Ecole : des grands principes au renoncement
un texte de la Commission Enfance-éducation-formation des Verts

Ecole : des grands principes au renoncement
La rentrée scolaire est une période propice aux exercices de communication sur l’école. Nicolas Sarkozy a ainsi envoyé une longue « lettre » aux éducateurs, qui tente, au risque d’accumuler des contradictions, de plaire à tout le monde. Il y en a notamment pour les lobbies conservateurs : la crise de l’école serait due à une trop grande valorisation de la personnalité et de la spontanéité de l’enfant ; le long énoncé de grands principes consensuels semble être fait pour faire accroire que l’école y aurait depuis longtemps renoncé... Mais si on entre dans le concret, rien n’est dit de l’éducation populaire ou de la nécessaire évolution du service des enseignants et les rares décisions annoncées s’accommodent mal de la rigueur budgétaire promue par ailleurs. Faut-il s’attendre à d’inquiétants arbitrages entre intégration scolaire des handicapés et enseignement spécialisé, entre promotion de la pratique du sport et éducation physique, entre développement des études dirigées et enseignements ?

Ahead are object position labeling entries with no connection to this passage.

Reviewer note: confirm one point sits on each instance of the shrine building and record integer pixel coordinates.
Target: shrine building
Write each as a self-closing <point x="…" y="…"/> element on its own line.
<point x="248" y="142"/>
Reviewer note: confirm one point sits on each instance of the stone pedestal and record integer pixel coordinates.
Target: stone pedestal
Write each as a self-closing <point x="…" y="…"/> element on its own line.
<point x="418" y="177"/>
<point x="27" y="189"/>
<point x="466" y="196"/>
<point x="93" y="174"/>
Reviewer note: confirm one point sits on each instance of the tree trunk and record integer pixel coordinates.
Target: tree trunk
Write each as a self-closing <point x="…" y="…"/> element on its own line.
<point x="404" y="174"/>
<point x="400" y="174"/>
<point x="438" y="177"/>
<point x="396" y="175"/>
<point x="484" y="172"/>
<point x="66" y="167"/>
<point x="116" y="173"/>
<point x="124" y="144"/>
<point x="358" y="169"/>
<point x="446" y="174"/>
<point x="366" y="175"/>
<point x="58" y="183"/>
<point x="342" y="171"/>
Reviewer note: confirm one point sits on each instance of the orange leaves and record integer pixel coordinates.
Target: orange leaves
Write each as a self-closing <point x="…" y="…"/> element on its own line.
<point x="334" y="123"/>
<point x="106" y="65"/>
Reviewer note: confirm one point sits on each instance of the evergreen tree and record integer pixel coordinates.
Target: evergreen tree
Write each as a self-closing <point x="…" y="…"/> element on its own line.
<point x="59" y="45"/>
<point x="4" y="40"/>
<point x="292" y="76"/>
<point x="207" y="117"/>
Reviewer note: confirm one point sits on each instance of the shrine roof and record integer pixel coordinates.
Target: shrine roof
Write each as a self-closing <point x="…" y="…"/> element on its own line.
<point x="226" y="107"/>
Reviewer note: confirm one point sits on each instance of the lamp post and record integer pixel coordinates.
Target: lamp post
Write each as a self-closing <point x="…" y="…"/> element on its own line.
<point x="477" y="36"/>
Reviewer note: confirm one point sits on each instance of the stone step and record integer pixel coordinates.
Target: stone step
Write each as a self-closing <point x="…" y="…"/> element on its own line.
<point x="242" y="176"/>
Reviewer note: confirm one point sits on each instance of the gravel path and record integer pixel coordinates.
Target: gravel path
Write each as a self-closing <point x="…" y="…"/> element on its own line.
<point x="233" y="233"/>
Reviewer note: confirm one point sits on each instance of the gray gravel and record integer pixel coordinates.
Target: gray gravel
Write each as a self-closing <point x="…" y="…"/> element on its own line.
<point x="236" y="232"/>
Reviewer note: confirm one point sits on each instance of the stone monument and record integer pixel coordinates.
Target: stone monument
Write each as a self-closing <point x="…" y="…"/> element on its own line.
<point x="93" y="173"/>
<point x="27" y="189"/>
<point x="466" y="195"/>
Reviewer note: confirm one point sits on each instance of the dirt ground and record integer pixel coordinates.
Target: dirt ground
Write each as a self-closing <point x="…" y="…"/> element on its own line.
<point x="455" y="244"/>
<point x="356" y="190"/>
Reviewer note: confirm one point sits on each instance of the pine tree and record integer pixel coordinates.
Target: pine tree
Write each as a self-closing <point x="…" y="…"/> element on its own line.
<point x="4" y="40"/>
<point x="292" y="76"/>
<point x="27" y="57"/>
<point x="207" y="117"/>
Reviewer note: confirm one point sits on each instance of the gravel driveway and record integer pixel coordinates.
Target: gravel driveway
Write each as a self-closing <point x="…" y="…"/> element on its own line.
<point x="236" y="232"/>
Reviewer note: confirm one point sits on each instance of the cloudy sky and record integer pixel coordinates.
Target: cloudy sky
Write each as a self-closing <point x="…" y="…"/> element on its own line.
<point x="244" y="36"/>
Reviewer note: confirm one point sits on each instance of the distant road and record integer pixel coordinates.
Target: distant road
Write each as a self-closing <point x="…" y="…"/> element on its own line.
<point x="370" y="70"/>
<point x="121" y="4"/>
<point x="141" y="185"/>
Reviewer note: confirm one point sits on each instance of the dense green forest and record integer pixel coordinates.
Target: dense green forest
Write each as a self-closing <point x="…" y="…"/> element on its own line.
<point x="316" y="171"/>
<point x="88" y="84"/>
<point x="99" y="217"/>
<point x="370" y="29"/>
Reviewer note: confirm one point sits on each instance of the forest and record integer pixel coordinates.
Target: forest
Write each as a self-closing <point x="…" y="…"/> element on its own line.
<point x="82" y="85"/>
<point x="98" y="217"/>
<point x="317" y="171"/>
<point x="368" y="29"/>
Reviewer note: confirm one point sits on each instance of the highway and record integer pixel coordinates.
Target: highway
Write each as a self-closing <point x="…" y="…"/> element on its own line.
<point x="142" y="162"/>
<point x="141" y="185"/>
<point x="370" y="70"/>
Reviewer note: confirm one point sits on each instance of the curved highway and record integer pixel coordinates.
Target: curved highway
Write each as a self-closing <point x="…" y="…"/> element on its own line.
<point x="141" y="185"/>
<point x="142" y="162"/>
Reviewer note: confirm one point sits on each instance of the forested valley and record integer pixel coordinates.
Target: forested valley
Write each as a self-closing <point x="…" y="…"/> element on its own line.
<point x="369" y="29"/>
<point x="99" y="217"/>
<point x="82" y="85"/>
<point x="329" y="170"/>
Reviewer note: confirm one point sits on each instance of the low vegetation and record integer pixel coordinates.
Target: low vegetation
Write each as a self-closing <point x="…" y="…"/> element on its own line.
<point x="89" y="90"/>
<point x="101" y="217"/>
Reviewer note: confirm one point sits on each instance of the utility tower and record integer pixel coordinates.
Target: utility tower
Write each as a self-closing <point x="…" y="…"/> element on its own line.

Interrogé sur France Inter jeudi 6 septembre 2007, le ministre de l’Education nationale Xavier Darcos a en tout cas annoncé ce qu’il fallait attendre du gouvernement en matière scolaire : la suppression du « collège unique ».
Les gouvernements successifs ont renoncé à affronter les blocages majeurs de l’enseignement secondaire : le service des enseignants n’a pas changé depuis 1950 ; le collège imite le lycée en perpétuant la logique « une heure/une classe/un cours/un professeur », alors qu’il devrait assurer une continuité avec le primaire ; les disciplines technologiques restent condamnées à l’indignité. Le statu quo créant une situation intenable, on a fini par admettre que le retour à l’orientation précoce était la moins mauvaise des solutions, puisqu’elle permettrait au moins une prise en charge spécifique des élèves en difficulté. Le ministre a d’ailleurs raison de proposer d’octroyer en même temps aux établissements d’une certaine marge de manœuvre dans la définition de leurs horaires.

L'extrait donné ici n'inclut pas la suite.